Almaty, Kazakhstan's former capital, had been nearly completely offline since Wednesday, but local and foreign websites were accessible again Monday, which was declared a day of mourning following the worst unrest in the ex-Soviet republic's independent history.

Russian military vehicles drive upon arrival in Almaty, Kazakhstan. Reuters

The office of President Kassym-Jomart Tokayev said order has been restored in the Central Asian country and that the government has regained control of all buildings that were taken over by the protesters. Some of the buildings were set on fire.

Kazakhstan has framed the violence in Almaty as an attack by "terrorist groups" and expressed displeasure at foreign media coverage of the events that began with protests over a fuel price hike in the west of the country on January 2.

But the authoritarian government has also struggled to firm up its own narrative of events.

A tow truck transports a bus, which was burned during clashes in Almaty, Kazakhstan, on Sunday. AP

On Sunday evening the information ministry retracted a statement that appeared in an officially run Telegram channel earlier in the day saying that more than 164 people had died across the country during the violence.

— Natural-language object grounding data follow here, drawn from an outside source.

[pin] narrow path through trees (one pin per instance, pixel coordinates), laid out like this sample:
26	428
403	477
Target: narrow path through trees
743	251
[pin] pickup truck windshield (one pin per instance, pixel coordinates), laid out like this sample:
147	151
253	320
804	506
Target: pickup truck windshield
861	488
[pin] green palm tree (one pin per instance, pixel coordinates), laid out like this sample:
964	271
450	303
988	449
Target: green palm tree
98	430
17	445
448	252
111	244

Sporadic gunfire was heard Sunday in Almaty, the largest city in Kazakhstan, according to the Russian TV station Mir-24, but it was unclear whether those were warning shots by law enforcement. Tokayev said Friday he had authorized a shoot-to-kill order for police and the military to restore order.

The demonstrations, which began in the western part of Kazakhstan, began Jan. 2. over a sharp rise in fuel prices and spread throughout the country, apparently reflecting wider discontent with the authoritarian government. They prompted a Russia-led military alliance to send troops to the country.

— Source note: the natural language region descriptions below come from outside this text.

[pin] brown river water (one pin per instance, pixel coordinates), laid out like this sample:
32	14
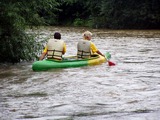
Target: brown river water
128	91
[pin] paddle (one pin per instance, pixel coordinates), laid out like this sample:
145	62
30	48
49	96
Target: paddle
108	56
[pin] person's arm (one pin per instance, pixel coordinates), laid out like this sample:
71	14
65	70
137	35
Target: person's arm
42	56
95	49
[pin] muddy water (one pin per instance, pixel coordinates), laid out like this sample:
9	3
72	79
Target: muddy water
128	91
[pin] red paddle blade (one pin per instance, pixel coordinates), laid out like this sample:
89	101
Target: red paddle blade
111	63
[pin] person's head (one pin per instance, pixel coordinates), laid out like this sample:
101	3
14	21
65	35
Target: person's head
57	35
87	35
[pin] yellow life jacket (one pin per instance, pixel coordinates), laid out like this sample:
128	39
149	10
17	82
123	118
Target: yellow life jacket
55	48
84	50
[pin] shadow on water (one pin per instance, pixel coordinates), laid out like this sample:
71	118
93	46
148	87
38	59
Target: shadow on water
128	91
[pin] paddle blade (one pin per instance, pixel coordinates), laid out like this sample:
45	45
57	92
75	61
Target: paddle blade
111	63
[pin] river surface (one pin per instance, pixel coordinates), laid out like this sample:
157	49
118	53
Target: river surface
128	91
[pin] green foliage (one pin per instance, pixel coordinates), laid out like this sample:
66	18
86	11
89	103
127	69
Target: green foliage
15	43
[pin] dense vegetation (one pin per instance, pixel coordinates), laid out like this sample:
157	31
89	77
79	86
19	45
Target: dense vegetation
17	15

Russian citizens wait to board aircrafts to leave Kazakhstan for Moscow at an airport in Almaty. AP

US Secretary of State Antony Blinken called Tokayev's order "something I resolutely reject.”

"The shoot-to-kill order, to the extent it exists, is wrong and should be rescinded,” he said Sunday on ABC's "This Week.”

"And Kazakhstan has the ability to maintain law and order, to defend the institutions of the state, but to do so in a way that respects the rights of peaceful protesters and also addresses the concerns that they’ve raised - economic concerns, some political concerns,” Blinken added.